The movie, produced by Ron Herrsche and directed by Ashley Zahorian, focuses on Herrsche’s daughter, Mikela, and the trials and tribulations she endured after losing her unborn child. The film seeks to communicate the depths of sadness that a mother experiences after suffering prenatal loss.
Zahorian, who has directed short films prior to “You Follow Me like the Moon,” discussed the movie’s focus.
“The film is very much centered on the characters and their relationships as they deal with the loss of Mikela’s baby,” Zahorian explained. “However, we also incorporated the scenery in ways that are deliberate. There’s one scene where Mikela is standing on a beach beneath the moon that showcases the rural beauty of the county, but ultimately has a central role in the story.”
While waiting for a transition from a scene where an upbeat Mikela with a baby on the way handles a problem between two children at a day care center, to a scene in an emergency room where Mikela fears losing her baby, actress Alicia Bonham, who plays Mikela, described the challenges of playing a character whose goals are different from her own.
“At this moment, I don’t have any desire to have children, so I’m afraid of not being anything like Mikela,” Bonham shared. “The challenge for me will be bringing this role from a truthful place.”
However, production manager Pixie E. Curry said that Bonham has immediately connected to her character, and believes her performance will set the tone for the film.
“Alicia wasn’t even slated for audition. She showed up on the last day and made the hair on my arms stand up on its ends,” Curry said. “When you have people that have that kind of talent and connection to the character, you can’t help but have a great movie.”
Bonham’s trembling and tearful portrayal of Mikela in the emergency room scene moved Devi Herrsche to the point that she turned away from the scene with a sharp inhale, recalling her daughter’s struggle in that very situation.

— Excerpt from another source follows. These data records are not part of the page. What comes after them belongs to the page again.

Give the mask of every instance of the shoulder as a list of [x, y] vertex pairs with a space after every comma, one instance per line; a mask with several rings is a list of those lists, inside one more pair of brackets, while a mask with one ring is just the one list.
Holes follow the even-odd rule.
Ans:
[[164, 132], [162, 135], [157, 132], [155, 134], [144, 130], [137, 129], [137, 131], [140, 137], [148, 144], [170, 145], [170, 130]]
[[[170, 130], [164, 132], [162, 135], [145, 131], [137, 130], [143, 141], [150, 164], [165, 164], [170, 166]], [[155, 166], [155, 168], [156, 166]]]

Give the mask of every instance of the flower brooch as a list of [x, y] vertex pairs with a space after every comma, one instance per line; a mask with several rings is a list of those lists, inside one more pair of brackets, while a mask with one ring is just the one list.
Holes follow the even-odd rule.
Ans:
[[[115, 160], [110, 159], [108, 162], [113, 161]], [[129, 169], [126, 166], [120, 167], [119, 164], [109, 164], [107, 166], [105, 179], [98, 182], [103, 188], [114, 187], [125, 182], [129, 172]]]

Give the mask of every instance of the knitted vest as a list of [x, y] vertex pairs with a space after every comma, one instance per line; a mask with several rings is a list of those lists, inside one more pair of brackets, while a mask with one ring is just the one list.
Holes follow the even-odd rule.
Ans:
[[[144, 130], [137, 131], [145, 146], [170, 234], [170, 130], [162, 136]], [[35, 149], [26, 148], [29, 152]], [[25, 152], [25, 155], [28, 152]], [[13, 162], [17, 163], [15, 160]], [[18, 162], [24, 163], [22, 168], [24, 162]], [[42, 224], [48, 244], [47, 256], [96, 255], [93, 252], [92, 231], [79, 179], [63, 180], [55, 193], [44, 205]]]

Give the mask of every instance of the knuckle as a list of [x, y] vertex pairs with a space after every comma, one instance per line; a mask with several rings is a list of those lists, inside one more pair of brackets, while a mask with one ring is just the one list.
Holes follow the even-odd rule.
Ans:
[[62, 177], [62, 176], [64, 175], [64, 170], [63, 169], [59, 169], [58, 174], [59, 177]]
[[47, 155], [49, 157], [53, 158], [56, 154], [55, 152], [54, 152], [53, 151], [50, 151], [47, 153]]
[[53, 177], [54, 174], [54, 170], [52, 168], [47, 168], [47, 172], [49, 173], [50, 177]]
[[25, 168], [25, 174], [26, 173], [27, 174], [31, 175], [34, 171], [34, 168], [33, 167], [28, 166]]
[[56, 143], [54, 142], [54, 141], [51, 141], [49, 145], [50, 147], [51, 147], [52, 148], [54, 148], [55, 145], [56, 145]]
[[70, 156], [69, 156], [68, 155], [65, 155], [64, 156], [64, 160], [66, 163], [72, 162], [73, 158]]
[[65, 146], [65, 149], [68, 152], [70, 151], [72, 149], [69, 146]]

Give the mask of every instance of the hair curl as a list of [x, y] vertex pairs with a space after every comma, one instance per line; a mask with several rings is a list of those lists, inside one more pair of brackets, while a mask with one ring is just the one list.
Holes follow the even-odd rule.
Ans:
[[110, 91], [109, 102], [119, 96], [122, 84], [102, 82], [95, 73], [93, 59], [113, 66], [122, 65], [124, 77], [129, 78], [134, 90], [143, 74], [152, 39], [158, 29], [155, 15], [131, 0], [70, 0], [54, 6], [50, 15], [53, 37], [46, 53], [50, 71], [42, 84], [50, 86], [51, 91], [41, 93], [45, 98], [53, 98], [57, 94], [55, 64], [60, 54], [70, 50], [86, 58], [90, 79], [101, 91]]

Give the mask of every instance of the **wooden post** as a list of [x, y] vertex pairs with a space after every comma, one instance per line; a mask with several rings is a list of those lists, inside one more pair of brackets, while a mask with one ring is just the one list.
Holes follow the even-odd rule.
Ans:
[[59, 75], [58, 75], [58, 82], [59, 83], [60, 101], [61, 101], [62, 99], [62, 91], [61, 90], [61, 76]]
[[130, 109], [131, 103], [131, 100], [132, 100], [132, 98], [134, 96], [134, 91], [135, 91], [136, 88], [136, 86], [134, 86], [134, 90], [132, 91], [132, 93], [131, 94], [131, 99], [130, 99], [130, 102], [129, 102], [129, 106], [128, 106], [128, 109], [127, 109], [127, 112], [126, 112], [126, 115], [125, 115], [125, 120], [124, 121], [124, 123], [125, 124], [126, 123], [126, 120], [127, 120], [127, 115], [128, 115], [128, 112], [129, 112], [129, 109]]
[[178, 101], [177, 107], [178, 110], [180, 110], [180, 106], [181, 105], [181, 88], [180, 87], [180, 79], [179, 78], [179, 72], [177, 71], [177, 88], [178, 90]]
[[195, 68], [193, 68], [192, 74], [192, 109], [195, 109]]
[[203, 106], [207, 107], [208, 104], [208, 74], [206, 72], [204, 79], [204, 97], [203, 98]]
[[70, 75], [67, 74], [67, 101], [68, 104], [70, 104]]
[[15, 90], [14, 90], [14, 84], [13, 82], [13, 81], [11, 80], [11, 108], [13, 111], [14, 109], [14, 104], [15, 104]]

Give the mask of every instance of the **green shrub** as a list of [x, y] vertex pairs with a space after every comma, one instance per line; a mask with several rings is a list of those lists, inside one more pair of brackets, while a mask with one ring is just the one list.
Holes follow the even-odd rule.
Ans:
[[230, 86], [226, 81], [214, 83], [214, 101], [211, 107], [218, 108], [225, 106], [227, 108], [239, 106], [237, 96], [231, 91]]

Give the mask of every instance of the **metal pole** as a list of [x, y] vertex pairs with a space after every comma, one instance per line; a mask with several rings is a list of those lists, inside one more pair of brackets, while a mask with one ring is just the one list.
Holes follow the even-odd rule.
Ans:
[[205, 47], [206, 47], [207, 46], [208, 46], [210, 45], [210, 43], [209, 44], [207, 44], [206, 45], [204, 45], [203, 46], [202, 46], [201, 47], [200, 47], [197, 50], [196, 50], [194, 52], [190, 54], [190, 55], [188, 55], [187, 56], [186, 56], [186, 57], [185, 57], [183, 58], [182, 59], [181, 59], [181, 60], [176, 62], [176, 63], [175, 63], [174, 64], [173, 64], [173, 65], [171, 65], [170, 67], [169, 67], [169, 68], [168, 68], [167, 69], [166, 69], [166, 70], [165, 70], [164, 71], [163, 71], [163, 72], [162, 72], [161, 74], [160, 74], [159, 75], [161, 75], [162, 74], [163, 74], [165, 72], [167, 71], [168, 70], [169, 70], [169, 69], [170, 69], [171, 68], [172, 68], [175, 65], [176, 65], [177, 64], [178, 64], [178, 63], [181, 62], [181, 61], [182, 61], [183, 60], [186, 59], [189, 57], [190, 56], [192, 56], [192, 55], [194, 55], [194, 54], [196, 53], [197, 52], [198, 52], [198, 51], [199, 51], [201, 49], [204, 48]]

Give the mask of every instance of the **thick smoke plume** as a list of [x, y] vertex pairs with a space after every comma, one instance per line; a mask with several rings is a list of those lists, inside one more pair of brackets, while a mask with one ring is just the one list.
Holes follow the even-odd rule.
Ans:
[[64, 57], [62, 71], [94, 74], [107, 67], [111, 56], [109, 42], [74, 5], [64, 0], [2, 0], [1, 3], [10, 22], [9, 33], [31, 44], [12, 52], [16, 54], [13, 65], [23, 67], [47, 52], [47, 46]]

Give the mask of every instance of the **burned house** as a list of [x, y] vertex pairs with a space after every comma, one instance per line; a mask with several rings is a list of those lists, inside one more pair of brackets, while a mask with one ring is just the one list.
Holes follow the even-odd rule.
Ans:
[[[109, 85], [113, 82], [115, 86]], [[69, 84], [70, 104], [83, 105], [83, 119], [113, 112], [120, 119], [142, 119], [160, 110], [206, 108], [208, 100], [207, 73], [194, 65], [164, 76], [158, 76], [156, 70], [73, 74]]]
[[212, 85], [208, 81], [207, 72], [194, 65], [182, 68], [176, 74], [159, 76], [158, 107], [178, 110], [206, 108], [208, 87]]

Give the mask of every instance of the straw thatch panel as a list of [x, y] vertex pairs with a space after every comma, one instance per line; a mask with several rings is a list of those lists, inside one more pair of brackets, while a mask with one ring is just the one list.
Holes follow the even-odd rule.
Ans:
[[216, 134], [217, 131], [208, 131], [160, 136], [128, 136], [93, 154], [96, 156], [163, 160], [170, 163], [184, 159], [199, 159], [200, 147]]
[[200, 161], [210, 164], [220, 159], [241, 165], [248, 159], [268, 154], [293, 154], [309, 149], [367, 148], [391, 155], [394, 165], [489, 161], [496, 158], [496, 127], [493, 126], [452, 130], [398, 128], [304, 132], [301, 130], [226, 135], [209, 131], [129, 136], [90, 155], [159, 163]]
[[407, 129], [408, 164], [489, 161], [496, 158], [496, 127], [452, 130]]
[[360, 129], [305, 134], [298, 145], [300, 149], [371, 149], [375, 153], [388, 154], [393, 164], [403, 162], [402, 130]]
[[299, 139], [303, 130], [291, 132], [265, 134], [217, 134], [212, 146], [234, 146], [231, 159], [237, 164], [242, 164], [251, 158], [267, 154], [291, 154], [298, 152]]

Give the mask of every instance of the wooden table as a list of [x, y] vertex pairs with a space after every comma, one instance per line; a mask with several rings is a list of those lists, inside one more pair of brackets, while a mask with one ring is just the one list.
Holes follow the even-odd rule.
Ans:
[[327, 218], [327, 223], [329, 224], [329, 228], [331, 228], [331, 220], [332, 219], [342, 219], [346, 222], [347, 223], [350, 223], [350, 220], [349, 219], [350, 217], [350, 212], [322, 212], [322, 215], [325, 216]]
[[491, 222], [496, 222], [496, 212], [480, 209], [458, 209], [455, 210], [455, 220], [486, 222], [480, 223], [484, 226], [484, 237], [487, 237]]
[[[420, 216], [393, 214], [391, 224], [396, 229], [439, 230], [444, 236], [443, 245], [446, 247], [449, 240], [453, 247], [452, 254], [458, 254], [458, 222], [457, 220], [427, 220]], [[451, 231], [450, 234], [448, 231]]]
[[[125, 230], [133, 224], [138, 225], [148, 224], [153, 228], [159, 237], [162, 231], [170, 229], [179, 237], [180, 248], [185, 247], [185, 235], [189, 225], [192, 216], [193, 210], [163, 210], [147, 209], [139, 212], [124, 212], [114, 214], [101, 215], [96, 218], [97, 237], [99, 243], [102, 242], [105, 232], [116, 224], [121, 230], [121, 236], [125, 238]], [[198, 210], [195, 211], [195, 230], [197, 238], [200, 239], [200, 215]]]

Devi Herrsche, Ron Herrsche’s wife and Mikela’s mother, wants people to recognize the lacking support system that the mother typically receives from both the community and even her own family after she suddenly loses her unborn baby.
“Well-meaning people will make insensitive statements such as ‘I know you miscarried, but I know you’ll be strong and get over it and then you’ll be able to try again,’ as if the baby never mattered,” Mrs. Herrsche stressed. “A lost baby is not irreplaceable, but that’s not the impression most people surrounding the mother, tend to give. That’s why they hold it in.”
She added: “When I told a 70-year-old woman of Mikela’s story, she cried because she was reminded of the unborn baby she lost 50 years ago. She had been holding it in for all those years with no one to turn to.”
Mrs. Herrsche hopes that the film will be the eye-opener that society needs in order to extend further support to these women.
“We hope this movie is the ruckus that society needs to awaken its sense of empathy and acknowledge the burden it’s carrying from all these invisible losses,” she said.
Assistant Director Audrey Hurd said that one particular instance “hit home” for her as to why the film needed to be made.
“We had just shot a scene where Mikela was holding her baby [Kayla] and had decided to have her cremated,” Hurd described. “It was then that the real-life grandmother handed me the real blanket that the baby was in. That was the moment that to me confirmed all of our reasons for telling Mikela’s story.”
Hurd hopes to see the film incorporated into therapy sessions and women’s health centers.
“To me, movies can be a powerful means of therapy,” Hurd said. “We hope we will have shot this film in a way that resonates with people the way that the script resonated with us.”
Bonham said in an interview that both her sister and her best friend lost their unborn babies.
“So many women have gone through this,” Bonham stated. “To me, this is a film that allows us to authentically share their pain and show that there is a healthy way to go about healing from this kind of loss.”
Bonham added: “If this film brings healing to one person, then it’s worth it.”